Verification of Key Steps

The critical step in part 1 is the claim that $n+1$ vectors in $\mathbb{F}_2^n$ are linearly dependent. This holds because the dimension of the vector space is $n$, so any set of more than $n$ vectors is linearly dependent. Explicitly, consider small cases: a $2 \times 3$ matrix yields three vectors in $\mathbb{F}_2^2$, which are always linearly dependent since the maximum independent set size is $2$. This confirms the general claim.

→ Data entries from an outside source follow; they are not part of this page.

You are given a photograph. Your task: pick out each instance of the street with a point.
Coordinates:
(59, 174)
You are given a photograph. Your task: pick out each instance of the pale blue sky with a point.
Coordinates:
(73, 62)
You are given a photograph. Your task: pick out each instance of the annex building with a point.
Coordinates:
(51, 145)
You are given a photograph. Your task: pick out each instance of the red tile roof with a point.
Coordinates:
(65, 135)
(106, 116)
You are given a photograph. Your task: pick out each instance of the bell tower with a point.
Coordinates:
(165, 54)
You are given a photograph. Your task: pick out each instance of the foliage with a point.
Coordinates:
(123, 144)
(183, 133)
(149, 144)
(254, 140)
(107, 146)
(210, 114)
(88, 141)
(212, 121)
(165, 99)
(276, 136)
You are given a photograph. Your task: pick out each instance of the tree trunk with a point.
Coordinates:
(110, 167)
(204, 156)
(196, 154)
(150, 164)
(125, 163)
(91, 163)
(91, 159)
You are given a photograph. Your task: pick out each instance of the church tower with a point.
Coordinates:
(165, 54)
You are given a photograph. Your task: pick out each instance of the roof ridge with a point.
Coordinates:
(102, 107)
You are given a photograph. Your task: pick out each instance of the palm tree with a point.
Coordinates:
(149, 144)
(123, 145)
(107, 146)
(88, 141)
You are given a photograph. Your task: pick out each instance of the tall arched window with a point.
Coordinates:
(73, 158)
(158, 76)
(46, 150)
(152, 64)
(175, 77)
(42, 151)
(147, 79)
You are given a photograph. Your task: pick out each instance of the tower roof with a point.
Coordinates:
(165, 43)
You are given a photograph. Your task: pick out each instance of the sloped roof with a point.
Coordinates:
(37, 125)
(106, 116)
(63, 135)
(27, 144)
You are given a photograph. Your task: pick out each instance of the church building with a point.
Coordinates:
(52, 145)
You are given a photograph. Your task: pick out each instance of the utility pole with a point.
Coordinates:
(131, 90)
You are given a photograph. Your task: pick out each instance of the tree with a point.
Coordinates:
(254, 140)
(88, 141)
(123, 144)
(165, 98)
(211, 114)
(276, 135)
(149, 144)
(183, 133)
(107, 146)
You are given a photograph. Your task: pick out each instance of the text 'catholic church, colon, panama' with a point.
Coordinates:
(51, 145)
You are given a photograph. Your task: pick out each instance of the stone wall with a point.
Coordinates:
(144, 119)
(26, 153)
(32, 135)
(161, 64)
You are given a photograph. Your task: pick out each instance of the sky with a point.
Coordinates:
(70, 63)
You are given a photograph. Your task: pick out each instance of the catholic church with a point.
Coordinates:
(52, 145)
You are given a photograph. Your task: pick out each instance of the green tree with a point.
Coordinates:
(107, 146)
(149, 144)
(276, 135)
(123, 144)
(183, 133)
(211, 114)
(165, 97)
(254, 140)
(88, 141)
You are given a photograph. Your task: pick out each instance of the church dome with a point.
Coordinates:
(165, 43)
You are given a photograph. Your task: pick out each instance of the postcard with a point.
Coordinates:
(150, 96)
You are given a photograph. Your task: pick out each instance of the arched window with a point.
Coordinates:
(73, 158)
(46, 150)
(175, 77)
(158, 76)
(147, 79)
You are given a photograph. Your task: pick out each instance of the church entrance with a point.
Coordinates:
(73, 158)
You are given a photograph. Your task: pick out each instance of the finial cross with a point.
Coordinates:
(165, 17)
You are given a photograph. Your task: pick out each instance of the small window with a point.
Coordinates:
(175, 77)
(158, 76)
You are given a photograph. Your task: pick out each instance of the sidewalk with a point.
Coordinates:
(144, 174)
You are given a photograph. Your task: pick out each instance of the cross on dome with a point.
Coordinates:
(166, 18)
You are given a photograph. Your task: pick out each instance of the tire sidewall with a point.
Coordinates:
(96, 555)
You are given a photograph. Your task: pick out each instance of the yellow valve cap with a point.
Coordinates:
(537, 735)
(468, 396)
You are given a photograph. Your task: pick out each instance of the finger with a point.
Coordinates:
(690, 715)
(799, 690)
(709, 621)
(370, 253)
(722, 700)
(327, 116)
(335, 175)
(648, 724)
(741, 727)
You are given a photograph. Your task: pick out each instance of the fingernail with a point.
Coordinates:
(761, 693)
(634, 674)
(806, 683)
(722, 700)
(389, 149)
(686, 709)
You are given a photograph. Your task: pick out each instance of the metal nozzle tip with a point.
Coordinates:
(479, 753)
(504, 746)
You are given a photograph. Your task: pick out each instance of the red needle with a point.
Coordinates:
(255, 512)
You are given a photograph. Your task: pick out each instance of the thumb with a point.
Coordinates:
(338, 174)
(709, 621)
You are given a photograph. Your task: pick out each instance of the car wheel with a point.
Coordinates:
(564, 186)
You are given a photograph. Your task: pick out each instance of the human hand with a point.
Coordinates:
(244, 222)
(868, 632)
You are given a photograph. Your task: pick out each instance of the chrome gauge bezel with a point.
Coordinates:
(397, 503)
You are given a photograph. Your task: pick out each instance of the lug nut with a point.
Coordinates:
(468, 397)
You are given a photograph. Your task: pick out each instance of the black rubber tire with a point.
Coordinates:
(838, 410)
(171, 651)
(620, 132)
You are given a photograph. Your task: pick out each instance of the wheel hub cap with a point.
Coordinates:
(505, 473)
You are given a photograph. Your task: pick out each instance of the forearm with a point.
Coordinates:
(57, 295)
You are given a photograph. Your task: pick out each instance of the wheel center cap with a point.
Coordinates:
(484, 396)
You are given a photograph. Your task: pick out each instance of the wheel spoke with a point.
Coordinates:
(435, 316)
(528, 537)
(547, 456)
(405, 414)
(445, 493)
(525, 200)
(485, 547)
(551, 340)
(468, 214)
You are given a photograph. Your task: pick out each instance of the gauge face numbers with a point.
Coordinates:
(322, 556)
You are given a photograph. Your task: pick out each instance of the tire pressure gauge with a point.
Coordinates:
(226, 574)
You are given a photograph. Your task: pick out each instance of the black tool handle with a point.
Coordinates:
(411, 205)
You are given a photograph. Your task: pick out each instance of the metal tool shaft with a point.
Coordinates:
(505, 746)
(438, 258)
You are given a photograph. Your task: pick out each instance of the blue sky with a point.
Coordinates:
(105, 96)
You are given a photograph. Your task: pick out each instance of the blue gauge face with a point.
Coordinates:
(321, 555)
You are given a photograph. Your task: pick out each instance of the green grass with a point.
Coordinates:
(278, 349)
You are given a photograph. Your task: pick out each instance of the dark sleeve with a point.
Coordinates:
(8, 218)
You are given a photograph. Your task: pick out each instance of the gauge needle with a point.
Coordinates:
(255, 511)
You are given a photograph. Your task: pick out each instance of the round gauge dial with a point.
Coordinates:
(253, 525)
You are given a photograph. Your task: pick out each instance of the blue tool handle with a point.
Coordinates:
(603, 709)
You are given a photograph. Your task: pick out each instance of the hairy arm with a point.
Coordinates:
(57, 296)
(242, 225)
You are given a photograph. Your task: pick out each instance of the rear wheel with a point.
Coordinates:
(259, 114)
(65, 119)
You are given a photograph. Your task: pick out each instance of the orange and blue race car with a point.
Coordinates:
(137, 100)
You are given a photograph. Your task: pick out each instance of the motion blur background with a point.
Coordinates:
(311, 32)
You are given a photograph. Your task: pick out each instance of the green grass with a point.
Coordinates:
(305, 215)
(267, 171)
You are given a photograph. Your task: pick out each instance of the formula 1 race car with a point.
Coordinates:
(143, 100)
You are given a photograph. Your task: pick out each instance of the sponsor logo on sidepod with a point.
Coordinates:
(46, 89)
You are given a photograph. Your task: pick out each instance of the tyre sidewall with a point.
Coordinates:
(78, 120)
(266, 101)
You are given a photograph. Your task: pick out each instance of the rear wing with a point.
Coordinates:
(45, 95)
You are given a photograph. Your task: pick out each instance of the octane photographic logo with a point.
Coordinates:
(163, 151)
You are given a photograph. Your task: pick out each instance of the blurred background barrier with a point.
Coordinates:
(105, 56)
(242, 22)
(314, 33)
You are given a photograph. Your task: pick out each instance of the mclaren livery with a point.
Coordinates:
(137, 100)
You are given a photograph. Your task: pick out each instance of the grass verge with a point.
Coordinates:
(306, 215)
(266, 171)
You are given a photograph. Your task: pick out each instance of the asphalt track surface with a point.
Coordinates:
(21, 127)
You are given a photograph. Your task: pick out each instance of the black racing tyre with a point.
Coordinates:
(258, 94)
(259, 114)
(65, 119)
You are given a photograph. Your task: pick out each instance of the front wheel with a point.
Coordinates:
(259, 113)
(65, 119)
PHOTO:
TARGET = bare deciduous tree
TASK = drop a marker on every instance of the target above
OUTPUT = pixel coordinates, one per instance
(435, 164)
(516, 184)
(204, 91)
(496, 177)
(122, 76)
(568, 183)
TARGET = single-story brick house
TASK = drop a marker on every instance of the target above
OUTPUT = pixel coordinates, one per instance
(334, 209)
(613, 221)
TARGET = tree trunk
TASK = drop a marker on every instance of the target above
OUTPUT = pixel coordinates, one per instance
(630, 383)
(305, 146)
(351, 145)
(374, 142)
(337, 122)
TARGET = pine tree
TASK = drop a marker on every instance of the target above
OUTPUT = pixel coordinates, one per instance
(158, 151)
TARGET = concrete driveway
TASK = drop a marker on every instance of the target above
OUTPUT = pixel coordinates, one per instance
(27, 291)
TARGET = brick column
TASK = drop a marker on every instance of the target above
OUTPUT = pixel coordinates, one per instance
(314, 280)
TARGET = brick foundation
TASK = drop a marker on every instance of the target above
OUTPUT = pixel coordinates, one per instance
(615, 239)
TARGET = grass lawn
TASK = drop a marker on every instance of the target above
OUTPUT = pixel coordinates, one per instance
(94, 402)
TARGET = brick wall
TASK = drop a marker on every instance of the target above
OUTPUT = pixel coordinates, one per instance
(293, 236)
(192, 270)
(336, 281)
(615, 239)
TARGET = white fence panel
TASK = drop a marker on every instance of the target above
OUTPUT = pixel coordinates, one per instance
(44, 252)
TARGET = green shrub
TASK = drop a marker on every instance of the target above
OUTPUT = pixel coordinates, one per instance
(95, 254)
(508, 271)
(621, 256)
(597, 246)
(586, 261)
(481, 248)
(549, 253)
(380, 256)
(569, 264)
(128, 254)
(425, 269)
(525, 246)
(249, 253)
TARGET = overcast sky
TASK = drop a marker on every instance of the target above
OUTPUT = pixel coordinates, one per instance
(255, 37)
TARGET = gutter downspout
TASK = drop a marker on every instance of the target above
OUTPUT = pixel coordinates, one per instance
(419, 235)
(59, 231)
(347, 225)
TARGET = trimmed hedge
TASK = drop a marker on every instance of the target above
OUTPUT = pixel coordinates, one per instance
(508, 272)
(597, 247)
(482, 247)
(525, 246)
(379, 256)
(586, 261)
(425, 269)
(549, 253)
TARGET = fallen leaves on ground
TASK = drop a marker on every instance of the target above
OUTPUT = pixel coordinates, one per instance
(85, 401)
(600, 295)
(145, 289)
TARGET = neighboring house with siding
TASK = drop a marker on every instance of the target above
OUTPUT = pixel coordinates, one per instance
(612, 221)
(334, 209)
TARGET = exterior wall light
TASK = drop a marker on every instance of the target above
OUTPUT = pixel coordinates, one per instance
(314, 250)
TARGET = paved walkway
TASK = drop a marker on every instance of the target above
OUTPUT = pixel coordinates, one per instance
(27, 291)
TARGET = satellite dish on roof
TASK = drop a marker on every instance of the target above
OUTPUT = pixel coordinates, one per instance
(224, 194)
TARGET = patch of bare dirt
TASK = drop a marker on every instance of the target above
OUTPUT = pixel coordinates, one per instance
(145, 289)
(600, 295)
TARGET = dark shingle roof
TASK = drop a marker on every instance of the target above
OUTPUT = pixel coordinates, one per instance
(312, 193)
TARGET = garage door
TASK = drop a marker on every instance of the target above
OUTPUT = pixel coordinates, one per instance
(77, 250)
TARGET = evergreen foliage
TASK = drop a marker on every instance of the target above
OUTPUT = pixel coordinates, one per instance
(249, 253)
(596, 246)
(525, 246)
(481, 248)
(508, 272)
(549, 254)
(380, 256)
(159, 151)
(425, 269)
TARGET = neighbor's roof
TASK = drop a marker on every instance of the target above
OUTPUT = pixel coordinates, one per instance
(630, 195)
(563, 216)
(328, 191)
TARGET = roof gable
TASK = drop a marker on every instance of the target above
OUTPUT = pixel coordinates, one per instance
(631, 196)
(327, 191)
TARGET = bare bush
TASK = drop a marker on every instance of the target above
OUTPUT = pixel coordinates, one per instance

In part 2, the delicate step is ensuring positivity after splitting the null-space solution into $+$ and $-$. One can check this by taking a nontrivial vector $v$ in the null space and defining $x_j = |v_j|$, assigning $+$ to coordinates where $v_j > 0$ and $-$ where $v_j < 0$. Each student sum $\sum_j s_j x_j a_{ij}$ equals zero because $s_j x_j = v_j$, and all $x_j > 0$. Testing on a small $3 \times 4$ example confirms that this procedure always produces a positive solution.

Alternative Approaches

An alternative approach for part 1 uses induction on the number of students. One can show that given a set of columns with the property for $n$ students, adding an extra column allows adjusting the parity for the $(n+1)$-th student. This is technically correct but less elegant than the linear-algebraic method, which directly invokes vector-space dimension. For part 2, one could construct a solution using combinatorial optimization, assigning integer scores iteratively to balance each row. This is feasible for small cases but cumbersome and less transparent for general $n$ and $n+1$; the linear-algebraic method provides a clean existence argument and naturally ensures positivity.